She pushed her phone under her pillow and did her best to fall back asleep, but she was up now. Wondering when James would text her with details for lunch.
She dragged herself out of bed and took a quick shower before she wondered downstairs and started putting together breakfast for herself and her mother.
The coffee had just finished brewing when Rose Evans walked down the stairs, still in her robe and slippers. "Oh, you really are an angel, aren't you?" She grinned, leaning over the counter to kiss Lily's cheek before she went about fixing her coffee.
"Yes," Lily nodded, flipping the eggs in the frying pan before she fetched the toast.
When they were both seated at the table, Rose smiled at her daughter. "So, do you have any plans for today?"
Lily knew that it probably wasn't there, but she thought she could hear something that sounded like disappointment. "Hopefully, I'll finish unpacking," Lily said. "I've got lunch with a friend and then I'll start looking for a job." Even saying that filled her with anxiety.
"You can just get something around here for now." Rose said, taking a sip of her coffee. "I don't want to lose you too quickly."
"Right," She nodded. "I might have to get something around here first anyway."
"What friend are you getting lunch with?
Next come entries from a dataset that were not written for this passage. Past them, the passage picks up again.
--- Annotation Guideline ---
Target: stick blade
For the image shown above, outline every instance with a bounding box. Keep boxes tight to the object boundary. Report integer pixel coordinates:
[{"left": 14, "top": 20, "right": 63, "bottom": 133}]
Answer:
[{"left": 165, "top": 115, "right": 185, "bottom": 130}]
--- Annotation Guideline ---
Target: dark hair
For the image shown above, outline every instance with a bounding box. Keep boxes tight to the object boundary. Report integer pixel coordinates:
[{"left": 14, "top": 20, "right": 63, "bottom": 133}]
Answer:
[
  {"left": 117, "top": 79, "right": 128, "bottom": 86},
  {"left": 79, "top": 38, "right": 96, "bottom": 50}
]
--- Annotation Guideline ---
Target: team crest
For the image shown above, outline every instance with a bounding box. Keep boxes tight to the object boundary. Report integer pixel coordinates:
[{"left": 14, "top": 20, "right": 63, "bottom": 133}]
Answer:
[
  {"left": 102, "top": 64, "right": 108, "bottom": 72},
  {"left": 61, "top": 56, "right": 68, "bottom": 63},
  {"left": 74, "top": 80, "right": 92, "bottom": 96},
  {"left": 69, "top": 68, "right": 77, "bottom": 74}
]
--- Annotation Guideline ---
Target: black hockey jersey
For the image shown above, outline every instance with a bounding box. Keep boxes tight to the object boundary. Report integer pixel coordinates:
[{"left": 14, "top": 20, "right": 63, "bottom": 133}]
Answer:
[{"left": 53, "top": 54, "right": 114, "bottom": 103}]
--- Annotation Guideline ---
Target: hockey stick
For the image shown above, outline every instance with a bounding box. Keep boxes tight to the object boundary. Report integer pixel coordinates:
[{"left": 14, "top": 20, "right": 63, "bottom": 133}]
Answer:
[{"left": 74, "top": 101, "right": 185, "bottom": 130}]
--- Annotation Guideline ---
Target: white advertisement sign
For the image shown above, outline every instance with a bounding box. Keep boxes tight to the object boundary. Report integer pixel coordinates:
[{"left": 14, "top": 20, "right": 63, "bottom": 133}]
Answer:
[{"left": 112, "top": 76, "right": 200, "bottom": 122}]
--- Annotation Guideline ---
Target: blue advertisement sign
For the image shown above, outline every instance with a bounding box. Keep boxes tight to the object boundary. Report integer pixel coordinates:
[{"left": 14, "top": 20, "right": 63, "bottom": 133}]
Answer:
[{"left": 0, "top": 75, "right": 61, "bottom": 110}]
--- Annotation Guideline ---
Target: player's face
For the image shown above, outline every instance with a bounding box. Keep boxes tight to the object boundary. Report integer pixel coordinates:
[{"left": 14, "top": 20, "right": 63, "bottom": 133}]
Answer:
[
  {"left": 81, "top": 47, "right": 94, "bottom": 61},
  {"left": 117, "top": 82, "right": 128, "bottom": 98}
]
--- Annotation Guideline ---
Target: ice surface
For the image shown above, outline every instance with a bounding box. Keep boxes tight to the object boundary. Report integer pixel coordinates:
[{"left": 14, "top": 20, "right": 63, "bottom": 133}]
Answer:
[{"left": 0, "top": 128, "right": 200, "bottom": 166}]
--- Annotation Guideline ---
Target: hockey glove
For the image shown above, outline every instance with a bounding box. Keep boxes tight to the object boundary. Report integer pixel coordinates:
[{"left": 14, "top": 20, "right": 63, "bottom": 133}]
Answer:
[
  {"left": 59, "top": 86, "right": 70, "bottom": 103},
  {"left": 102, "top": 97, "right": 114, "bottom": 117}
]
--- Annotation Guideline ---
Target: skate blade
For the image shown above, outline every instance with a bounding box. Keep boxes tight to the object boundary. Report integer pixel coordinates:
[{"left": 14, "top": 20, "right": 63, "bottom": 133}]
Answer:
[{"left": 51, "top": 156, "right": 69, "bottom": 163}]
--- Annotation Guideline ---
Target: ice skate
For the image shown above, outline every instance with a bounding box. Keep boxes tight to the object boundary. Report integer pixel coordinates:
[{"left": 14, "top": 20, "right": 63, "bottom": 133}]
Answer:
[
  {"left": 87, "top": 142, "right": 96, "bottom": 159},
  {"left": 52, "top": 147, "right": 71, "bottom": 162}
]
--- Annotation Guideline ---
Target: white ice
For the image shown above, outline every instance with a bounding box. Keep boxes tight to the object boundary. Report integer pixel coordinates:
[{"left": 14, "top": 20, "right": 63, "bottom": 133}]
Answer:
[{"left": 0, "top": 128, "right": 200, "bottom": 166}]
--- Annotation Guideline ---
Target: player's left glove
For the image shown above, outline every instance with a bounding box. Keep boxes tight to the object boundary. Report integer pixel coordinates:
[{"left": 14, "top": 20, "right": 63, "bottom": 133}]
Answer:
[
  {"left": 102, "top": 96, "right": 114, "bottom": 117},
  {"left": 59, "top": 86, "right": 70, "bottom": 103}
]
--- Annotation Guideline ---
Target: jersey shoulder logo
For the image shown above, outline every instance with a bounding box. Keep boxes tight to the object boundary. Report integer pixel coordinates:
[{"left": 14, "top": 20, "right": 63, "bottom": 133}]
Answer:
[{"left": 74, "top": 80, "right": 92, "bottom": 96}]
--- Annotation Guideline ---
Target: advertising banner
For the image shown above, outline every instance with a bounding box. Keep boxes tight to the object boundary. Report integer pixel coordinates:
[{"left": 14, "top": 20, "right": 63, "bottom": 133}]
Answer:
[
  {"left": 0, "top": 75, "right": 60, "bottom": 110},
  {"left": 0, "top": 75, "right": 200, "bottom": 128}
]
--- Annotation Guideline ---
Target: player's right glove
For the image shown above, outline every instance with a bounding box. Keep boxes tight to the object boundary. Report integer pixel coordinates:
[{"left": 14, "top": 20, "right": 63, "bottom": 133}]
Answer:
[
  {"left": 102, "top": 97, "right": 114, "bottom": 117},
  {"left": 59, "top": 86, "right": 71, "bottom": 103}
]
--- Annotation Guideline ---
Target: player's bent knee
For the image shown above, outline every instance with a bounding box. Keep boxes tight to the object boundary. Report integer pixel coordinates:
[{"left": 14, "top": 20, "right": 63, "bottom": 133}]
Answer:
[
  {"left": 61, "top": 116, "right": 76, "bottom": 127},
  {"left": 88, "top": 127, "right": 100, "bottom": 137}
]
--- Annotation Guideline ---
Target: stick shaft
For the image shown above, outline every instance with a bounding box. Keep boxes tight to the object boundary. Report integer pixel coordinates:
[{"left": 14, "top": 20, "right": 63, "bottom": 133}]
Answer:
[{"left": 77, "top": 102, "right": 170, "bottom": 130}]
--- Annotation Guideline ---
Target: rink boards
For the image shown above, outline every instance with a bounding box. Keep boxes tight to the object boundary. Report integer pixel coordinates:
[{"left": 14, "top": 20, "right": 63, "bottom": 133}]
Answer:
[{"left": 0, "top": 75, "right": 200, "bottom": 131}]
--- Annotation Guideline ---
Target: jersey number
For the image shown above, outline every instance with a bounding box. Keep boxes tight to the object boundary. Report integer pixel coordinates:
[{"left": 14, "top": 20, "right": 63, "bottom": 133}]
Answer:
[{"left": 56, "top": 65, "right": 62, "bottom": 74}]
Mary?"
"No, not Mary. She's in Ireland for at least the next four months. I did promise to go and visit her soon though."
"Who then?"
"Mary isn't my only friend, mum. I'm getting lunch with James," Lily shrugged. "We ran into each other yesterday."
"You didn't leave the house- your windows." Her mom nodded knowingly.
"Yeah. There wasn't any fighting though, so no need to call his mum to apologize on my behalf."
"I never called Mia to apologize for you arguing with her son. We called to each other to gossip about the things we heard you shouting at one another. You really did have a tough time getting along with that boy growing up. I'm glad that you two decided to give being civil a go."
"Yeah well, I was almost uncivil, but I decided to be a grown up instead."
"Good, I'm proud of you." Lily smirked at her mother and shook her head.
"I'm glad that I make you proud by not being a dick to the neighbors."
"That's my girl." Rose reached out and pinched Lily's cheek.
After Rose left for work, and Lily found it in her to get dressed in real clothes, she started unpacking again. Luckily, she had only been at that for about ten minutes (if that) when her phone went off. She dove onto her bed and scooped it up.
James had texted her again.
James: Hey, you look likely to set yourself on fire. You want to go to lunch now?
Lily leaned over and looked out her window, spotting James leaning against his window frame. She laughed.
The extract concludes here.